What can storytellers learn from efforts to bring narrative to countries where this genre is missing? What do readers respond to? What do we need to be reminded of? (Cristian Lupsa)
Room 312
Getting beyond Sunnis and Shiites, Arabs and Israelis: Understanding the world's most volatile and dangerous region.
Seeking seven critical sentiments, which shape the lives and actions of all men and women, makes us better journalists and captivating storytellers, and maybe even more magnanimous human beings. (Rami Khouri)
Room 322
The Art of the Interview: Turning Story Subjects into Storytellers.
Beyond the Q&A to a vibrant dynamic dance of sparkling dialogue, memorable moments, put-me-there scenes and revelatory details. (Jacqui Banaszynski)
Room 324
11:30 a.m.-12:30 p.m.:Keynote – Raney Aronson-Rath: “Long form: To Be or Not to Be?”
People increasingly consume media in short bursts, so why continue with long-form storytelling?

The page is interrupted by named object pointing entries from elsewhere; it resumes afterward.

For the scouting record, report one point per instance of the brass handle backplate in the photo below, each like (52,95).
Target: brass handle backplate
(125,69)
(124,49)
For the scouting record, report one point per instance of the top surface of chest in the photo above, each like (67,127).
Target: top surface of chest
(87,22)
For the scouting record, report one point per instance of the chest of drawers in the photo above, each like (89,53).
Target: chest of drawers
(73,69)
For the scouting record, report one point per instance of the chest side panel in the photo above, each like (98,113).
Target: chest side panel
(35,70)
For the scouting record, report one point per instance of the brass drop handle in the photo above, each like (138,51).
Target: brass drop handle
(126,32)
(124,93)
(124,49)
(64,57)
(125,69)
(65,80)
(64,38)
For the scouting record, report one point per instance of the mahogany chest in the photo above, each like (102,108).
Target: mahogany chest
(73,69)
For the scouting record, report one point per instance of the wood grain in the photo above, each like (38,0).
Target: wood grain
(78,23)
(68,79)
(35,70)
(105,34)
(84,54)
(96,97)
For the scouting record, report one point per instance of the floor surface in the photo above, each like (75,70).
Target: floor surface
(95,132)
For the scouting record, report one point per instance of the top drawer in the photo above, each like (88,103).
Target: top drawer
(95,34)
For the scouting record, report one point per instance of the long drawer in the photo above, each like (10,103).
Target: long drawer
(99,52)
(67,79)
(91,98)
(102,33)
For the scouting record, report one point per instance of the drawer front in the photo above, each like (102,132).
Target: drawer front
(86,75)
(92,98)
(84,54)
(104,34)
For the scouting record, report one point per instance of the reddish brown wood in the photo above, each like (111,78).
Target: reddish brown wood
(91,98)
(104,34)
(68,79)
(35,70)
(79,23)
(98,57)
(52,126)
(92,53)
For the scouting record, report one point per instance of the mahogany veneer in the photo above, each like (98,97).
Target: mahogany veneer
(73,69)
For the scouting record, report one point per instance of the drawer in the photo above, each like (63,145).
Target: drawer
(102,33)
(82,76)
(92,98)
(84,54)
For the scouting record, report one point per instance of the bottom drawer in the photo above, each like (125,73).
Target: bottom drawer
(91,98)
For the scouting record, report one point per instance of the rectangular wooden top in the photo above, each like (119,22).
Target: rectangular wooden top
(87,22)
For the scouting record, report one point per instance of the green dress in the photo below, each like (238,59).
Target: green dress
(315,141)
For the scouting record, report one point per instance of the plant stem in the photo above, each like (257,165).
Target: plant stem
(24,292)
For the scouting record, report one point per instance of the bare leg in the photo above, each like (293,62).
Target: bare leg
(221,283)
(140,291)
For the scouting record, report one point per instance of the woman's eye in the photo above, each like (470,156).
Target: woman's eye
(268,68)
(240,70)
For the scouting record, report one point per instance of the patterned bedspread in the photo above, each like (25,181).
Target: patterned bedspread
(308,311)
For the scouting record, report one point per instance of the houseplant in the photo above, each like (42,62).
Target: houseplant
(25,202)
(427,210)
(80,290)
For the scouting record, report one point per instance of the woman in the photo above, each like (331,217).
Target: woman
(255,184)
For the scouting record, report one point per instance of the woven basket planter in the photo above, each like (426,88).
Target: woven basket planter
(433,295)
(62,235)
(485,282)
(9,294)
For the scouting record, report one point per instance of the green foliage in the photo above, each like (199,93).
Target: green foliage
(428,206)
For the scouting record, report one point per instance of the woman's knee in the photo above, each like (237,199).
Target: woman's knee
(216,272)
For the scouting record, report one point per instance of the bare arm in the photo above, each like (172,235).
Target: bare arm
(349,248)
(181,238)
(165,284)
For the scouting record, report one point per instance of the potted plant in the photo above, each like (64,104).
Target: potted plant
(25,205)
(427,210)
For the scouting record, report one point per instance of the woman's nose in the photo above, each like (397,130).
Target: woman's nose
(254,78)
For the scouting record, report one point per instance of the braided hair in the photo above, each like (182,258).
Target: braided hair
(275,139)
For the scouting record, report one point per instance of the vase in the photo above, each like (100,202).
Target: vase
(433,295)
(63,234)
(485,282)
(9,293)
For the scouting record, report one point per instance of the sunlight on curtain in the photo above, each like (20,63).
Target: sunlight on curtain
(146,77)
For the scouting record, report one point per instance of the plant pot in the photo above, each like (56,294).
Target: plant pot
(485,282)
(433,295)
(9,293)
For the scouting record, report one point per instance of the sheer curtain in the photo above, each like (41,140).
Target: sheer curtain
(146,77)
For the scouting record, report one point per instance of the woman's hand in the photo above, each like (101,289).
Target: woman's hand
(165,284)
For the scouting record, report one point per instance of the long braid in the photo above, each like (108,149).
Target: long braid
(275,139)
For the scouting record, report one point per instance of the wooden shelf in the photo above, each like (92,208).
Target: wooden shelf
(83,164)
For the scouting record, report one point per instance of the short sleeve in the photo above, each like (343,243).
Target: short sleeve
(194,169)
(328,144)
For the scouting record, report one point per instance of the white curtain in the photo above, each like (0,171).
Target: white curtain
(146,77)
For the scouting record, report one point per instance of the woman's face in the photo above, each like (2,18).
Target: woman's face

After years of making films at FRONTLINE, Aronson-Rath has learned a few enduring truths about telling important stories. Compelling narratives, original journalism, characters that resonate – these aspects of stories still hold an audience’s attention, distracted as they may be. In a multimedia presentation, Aronson-Rath will show that when we find the right story and the right form, time and time again, people stick around to hear the end, often wanting more.